Success Story

A «Machine Learning» algorithm for the detection of abnormal operating behaviour

Assessment of friction-induced acoustic emission enables diagnosis of operating condition of sliding elements.

Tribological investigations of the friction and wear behaviour serve to simulate and assess the behaviour of mostly mechanical engineering systems or components, for example of components and assemblies in production plants or motor vehicles, mechanically and dynamically by means of suitable laboratory models. In doing so, the occurring wear mechanisms or friction conditions, which may lead to the failure of the component, can be studied under simplified, defined conditions and alternative material pairings and lubricants can be evaluated.

The failure of such components, for example journal bearings or guide rails, often occurs abruptly and without an obvious cause. Such a failure can destroy the affected components or the higher-level system and thus may lead to long downtimes and high costs for repair or maintenance. Equally, such failures often constitute a safety risk.

Based on a suitable analysis method, measures can be taken in time to prevent the destruction of the affected component. This was done by pattern recognition in measured sensor data, such as force, temperature, or acoustic emission, indicating imminent material or system failure. In addition to a variety of other sensors, as is usual for mechanical-dynamic investigations, a precision microphone was used for the project-specific task in order to record the airborne sound generated during the laboratory tests on self-lubricating ”sliding bushings” (sliding bronze bearings in contact with an axially oscillating steel shaft). The measurement signals recorded with the microphone were used to train a neural network-based machine learning (ML) algorithm ex-post, which distinguishes areas with normal from those with abnormal operating behaviour.

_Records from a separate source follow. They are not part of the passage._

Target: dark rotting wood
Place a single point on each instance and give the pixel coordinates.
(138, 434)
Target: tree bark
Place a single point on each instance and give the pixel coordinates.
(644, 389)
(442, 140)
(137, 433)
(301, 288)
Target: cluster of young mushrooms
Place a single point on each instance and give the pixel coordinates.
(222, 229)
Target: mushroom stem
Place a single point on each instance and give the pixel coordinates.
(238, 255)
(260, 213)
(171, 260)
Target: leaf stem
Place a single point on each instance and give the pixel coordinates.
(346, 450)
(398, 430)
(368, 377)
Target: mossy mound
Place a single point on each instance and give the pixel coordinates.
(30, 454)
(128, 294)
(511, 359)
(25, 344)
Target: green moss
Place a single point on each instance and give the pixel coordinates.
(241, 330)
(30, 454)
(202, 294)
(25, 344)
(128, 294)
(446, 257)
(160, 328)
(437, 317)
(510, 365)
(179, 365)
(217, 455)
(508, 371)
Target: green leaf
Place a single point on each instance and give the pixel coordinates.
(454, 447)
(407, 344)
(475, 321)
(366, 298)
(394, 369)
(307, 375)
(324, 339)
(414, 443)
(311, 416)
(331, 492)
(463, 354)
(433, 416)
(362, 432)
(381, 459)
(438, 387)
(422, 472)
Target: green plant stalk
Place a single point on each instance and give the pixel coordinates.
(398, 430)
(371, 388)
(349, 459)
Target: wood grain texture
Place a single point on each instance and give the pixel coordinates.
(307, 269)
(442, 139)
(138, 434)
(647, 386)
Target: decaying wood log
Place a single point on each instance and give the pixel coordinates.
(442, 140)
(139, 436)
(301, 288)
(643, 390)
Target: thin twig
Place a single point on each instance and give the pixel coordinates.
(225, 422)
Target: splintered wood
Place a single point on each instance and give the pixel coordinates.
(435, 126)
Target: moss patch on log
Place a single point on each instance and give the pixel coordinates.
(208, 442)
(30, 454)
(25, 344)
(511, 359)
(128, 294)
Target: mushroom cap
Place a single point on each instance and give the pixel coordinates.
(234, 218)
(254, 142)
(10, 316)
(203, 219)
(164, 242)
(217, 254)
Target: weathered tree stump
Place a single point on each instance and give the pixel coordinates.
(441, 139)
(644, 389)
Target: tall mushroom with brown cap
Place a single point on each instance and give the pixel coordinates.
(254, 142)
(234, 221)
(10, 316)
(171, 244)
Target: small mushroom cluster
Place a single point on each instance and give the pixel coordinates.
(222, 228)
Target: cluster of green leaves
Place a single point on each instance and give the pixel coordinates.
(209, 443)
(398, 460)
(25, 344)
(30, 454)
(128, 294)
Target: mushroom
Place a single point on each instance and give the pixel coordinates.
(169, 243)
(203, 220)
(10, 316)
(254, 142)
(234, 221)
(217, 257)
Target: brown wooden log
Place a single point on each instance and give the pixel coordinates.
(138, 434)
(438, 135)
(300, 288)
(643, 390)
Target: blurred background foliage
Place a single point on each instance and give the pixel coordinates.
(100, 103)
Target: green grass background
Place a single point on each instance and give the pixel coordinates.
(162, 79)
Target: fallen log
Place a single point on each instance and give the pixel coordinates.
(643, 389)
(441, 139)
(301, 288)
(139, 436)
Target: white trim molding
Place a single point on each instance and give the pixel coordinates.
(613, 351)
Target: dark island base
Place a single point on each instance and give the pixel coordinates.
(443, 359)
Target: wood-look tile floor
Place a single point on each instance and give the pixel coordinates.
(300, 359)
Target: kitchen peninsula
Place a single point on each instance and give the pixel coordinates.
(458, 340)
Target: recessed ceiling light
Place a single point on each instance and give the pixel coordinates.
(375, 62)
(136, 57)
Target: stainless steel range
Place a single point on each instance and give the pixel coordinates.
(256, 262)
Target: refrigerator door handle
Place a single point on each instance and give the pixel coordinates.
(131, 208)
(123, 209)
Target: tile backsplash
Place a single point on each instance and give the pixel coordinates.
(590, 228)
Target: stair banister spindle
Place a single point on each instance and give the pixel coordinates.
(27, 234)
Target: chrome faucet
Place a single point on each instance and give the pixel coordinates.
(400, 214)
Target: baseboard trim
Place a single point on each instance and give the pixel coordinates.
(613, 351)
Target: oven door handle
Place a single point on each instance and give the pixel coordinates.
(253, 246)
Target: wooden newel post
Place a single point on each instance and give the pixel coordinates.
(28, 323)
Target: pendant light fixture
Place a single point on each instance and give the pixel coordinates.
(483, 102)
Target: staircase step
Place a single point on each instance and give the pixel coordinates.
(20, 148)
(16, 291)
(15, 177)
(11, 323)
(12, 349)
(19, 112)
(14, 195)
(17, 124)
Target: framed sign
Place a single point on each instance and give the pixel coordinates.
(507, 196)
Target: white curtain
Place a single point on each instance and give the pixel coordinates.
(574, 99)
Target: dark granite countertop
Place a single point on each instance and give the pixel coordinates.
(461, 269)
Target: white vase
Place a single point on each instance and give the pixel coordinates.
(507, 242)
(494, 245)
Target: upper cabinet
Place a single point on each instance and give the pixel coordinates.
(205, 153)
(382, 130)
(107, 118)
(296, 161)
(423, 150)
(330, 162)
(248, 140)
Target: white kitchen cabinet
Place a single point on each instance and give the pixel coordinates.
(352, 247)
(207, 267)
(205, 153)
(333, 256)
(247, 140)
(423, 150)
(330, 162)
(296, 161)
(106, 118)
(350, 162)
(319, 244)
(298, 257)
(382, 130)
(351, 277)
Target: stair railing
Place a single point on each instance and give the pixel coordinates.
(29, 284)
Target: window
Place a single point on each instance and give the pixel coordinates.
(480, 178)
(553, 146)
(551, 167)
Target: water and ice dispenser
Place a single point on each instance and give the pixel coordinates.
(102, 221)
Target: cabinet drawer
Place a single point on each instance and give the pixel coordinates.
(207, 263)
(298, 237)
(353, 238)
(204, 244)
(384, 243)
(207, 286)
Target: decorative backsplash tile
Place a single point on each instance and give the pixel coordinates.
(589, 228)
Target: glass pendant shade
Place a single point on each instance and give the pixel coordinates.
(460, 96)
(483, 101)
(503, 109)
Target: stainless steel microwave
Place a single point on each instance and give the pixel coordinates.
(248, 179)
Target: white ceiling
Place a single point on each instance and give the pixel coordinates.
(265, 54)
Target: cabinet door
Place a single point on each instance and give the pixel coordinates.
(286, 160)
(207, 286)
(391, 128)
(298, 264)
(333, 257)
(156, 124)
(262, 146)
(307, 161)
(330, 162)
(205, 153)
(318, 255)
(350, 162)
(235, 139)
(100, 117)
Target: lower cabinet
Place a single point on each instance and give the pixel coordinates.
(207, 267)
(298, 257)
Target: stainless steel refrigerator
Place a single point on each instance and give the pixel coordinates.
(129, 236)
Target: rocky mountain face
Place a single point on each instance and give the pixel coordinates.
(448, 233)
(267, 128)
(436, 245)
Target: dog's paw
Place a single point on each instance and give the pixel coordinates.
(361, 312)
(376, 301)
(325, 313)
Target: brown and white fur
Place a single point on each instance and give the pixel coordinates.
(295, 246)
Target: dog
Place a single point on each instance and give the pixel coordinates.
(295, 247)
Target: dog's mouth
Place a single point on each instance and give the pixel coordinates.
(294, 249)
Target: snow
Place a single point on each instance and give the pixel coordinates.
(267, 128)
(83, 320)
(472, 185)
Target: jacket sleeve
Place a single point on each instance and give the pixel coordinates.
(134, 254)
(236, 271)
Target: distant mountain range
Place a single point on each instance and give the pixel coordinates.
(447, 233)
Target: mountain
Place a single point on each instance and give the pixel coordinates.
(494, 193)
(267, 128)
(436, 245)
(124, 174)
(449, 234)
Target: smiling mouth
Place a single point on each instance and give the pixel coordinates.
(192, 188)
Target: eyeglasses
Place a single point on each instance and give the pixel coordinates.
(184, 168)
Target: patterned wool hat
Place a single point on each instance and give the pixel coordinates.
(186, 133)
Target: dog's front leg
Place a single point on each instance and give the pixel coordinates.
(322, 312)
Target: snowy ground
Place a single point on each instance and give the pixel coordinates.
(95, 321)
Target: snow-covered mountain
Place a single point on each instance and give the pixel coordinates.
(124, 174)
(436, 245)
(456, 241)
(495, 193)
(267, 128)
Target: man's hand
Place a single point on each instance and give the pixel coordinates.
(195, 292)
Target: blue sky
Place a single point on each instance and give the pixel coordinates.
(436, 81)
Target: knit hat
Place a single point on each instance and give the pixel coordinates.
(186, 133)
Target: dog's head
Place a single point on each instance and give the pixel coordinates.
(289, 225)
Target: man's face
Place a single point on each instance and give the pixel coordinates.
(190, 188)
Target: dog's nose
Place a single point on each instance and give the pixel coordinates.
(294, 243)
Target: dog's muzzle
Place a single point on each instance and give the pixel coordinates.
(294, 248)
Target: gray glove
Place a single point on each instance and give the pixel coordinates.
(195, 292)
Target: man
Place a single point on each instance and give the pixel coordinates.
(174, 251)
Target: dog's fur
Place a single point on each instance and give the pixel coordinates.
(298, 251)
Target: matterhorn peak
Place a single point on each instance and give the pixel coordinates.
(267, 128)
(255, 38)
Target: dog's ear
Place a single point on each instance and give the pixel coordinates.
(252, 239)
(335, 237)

Figure: AC2T research GmbH

Impact and effects

With the developed ML algorithm, we are now able to detect abnormal operating behaviour with a high degree of accuracy on the basis of the acoustic emission measured during a tribological experiment. With regard to the simple sound measurement used, no changes have to be made to the system to be investigated. Since only a microphone with corres-ponding measurement electronics is required, this approach represents a simple and cost-effective method. In a further step, this method can be extended or adapted for online fault detection on systems in practical use.

Effective failure detection during operation makes it possible to shut down a system at risk in time to prevent major damages or to take preventive action – for example, the automated addition of lubricant.

In this way, damage to the affected components or aggregates can be kept to a minimum. This goes hand in hand with the potential to significantly reduce downtimes and repair costs as well as any safety risk in industrial plants.

Damage to a sliding bushing due to scuffing wear (Image: AC²T)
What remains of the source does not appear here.